“It isn’t fair,” Julie pouted.
“What isn’t fair?” her mother asked, threading her knitting needle.
“Life,” she sighed, slumping into the big recliner.
“Oh. Is that all?”
Julie’s mother barely even looked up from her half-moon glasses; it made Julie upset.
“Is that all? Is that all?” She cried, building up steam like a big balloon.
Julie’s mother aimed her needle at her. “Life happens,” she said.
Pop! Just like that, Julie’s temper was deflated.
“It’s not like you’d understand anyway,” she threw herself back onto the chair. It wobbled and she threw her arms down to stabilize it. Phew!
“No, I guess not.” Her mother said, finishing one line and starting the next.
“It’s just that I wanted Paul to ask me to the dance and he asked Rita and Rita’s my best friend but not anymore because she’s a big jerk and she knew I liked him but she went and said “yes” anyway even though we made a double-secret pact with a secret handshake and friendship rings and everything and I HATE HER!” She had been beating on the comfy chair. Now that the rant was over, Julie was panting heavily. “I hate her…”
Julie’s mother set down her needles. “Come here.”
While reluctant at first, her mother’s arms looked too inviting to pass up.
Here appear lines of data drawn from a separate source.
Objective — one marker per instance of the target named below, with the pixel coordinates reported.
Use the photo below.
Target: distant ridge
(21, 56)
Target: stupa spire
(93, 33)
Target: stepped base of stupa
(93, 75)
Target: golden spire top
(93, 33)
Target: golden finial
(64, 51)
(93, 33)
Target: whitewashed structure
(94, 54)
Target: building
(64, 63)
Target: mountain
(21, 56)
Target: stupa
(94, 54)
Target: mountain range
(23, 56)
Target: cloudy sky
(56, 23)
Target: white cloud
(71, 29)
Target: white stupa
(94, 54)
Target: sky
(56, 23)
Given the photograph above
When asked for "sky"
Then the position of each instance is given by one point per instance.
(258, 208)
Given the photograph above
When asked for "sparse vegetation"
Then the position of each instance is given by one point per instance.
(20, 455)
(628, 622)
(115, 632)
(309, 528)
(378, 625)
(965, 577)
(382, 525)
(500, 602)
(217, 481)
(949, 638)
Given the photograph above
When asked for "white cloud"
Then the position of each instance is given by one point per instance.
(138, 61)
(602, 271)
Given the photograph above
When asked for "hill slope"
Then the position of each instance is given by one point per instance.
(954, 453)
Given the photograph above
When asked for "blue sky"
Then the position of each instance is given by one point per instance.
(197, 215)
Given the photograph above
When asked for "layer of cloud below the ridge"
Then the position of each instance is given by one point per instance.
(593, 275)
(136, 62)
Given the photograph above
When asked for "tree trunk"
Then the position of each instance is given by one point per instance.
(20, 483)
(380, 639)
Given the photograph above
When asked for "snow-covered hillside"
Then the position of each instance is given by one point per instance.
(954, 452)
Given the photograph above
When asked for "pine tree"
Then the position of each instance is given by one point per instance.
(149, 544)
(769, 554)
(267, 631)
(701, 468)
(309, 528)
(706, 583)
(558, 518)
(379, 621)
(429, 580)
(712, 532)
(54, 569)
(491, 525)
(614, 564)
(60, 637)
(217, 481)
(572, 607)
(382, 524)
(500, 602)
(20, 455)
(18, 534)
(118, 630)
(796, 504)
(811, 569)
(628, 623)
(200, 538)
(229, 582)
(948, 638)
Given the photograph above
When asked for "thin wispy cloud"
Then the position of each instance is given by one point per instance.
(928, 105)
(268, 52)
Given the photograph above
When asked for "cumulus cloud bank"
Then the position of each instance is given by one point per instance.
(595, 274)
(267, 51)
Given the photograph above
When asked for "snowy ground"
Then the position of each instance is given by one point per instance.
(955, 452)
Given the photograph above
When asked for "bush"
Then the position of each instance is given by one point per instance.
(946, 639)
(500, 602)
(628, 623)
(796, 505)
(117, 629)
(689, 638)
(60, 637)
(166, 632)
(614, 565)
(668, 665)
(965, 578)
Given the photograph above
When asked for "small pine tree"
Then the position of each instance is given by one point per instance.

She got up from the chair and settled into her mother’s bosom. “It’s just not fair, Mommy,” she whimpered.
“I know, honey. I know,” she said, stroking her hair for a minute. At the end of the sixty or so seconds, Mother asked, “Do you feel better?”
“Good, because my legs are falling asleep.” She gave a gentle push and Julie slid off her lap, dropping to the floor in a tangled heap. She sprung up, giggling.
“How about we go out and get some ice cream?”
“Really?” she jumped in for a hug, knocking her mother back on her tush. “You’re the best, Mom!”
“I know, sweetheart. I know.”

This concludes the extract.